McSplit Maximum Common Subgraph Algorithm
Introduction
Maximum common subgraph (MCS) isomorphism algorithms play an important role in chemoinformatics by providing an effective mechanism for the alignment of pairs of chemical structures. It has many chemoinformatics applications, such as, identifying chemical reaction sites (reaction atom mapping), bioactivity prediction of compounds, and exploring structure-activity relationships. Except chemoinformatics, MCS algorithms are used in many other disciplines, and many different MCS algorithms have been developed, but due to the complexity of MCS problems(NP-hard), there is no an effective MCS algorithm until now.
Maximum common subgraph
Before introduce the McSplit algorithm, I must describe some basic definitions.
Induced subgraph of a graph is another graph, formed from a subset of the vertices of the graph and all of the edges (from the original graph) connecting pairs of vertices in that subset. It means for each pair of vertices, if it have an edge in original graph, this edge must be also the induced graph.
Edge-induced subgraph is a set of edges taken from the original graph, in which vertices connected to the edges are included.
A subgraph is a common subgraph of graphs G and H if it is isomorphic to the subgraphs G' and H' of G and H respectively.
There are types of Maximum Common Subgraph. The Maximum Common Induced Subgraph (MCIS) is the largest (in terms of the number of vertices) induced subgraph common to G and H, whereas the Maximum Common Edge Subgraph (MCES) is to find a graph with as many edges as possible that is isomorphic to a subgraph of G and to a subgraph of H simultaneously. These subgraphs are not required to be induced; that is, there can be edges present in either input graph that are not present in the subgraph. There are two types of MCES: the connected MCES (cMCES) and the disconnected MCES (dMCES). A cMCES is one in which each constituent vertex is connected by at least one path in the graph, i.e., the MCES consists of a single, connected subgraph; in a dMCES, conversely, this condition does not hold and the MCES can hence contain two or more subgraphs.
McSplit algorithm
McSplit is one of the state of the art MCS algorithms. It is presented in 2017 by McCreesh et al. It is more than an order of magnitude faster than the previous state of the art for unlabelled and undirected MCS instances. It is also extended for labelled graphs. It is a vertex labelling and partitioning based branch and bound algorithm. The key idea is illustrated as below figure.

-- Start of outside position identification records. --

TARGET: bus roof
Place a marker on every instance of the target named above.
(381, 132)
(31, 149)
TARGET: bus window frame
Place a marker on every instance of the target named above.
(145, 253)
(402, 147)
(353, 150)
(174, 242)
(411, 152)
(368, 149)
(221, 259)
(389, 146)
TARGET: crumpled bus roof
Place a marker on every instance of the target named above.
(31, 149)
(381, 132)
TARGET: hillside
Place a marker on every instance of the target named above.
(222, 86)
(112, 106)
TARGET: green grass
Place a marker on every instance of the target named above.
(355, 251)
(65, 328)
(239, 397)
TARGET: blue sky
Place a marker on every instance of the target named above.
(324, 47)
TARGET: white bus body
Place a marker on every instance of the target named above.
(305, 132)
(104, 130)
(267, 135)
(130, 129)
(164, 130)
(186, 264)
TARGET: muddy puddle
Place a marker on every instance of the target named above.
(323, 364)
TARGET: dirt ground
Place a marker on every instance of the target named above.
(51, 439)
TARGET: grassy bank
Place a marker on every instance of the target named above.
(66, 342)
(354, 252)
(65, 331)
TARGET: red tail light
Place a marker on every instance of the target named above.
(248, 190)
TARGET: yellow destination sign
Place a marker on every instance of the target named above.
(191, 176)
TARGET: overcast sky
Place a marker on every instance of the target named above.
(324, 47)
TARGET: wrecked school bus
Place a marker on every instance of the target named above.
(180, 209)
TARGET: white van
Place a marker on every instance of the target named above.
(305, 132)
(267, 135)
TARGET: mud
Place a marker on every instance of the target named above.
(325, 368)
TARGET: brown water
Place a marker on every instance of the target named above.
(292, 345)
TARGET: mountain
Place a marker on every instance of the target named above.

In the initialization stage, we partition the input graphs vertices into different classes according the vertex label. Then selecting a vertex matched pair into the matching set, and partition other vertices into new classed by the vertex label and adjacence. For example, in the above figure, after selecting the first pair, the vertices are split into two classes, purple color vertices are adjacent to the selected pair, while green color vertices are not adjacent to the selected pair. Then select the next pair vetices from the two graphs with the same class color, and split vertices into new classes.
The algorithm backtracks when the incumbent (the largest mapping found so far) is at least as large as a calculated bound given M and the current labelling. In the selecting next matched pair procedure, McSplit adopts a heuristic that selects node pairs with the largest degree as its policy. Below is the pesudo-code of the McSplit algorithm.
The original McSplit algorithm is used for MCIS, not MCES. However, the MCES better describes the notion of chemical similarity, and finding the MCES is computationally simpler than finding the MCIS. This is because in the former case, one must take into account both vertex and edge labels, rather than just vertex labels as in the MCIS, with the result that the modular product will contain fewer vertices and edges. The problem of identifying the MCIS can be converted to that of identifying the MCES using a theorem due to Whitney and by Nicholson. If want to find the MCES, just need to convert the original graph to line graph, and then perform the algorithm on the line graph. It should be noted that there is one exception to Whitney’s theorem. This is the so-called - Y exchange where two different graphs lead to isomorphic edge-graphs and hence to erroneous results for the MCES when translating back from line graphs to the original graphs: however, such results are easy to identify and prune, hence ensuring the identification of the correct MCES.
Conclusion
The MCS is very helpful in chemoinformatics, however, MCS computation is NP-hard, and state-of-the-art exact MCS solvers do not have worst-case time complexity guarantee and cannot handle large graphs in practice. Designing learning based models to find the MCS between two graphs in an approximate yet accurate way while utilizing as few labeled MCS instances as possible remains to be a challenging task. This post introduce the one of the fastest MCS algorithms, McSplit.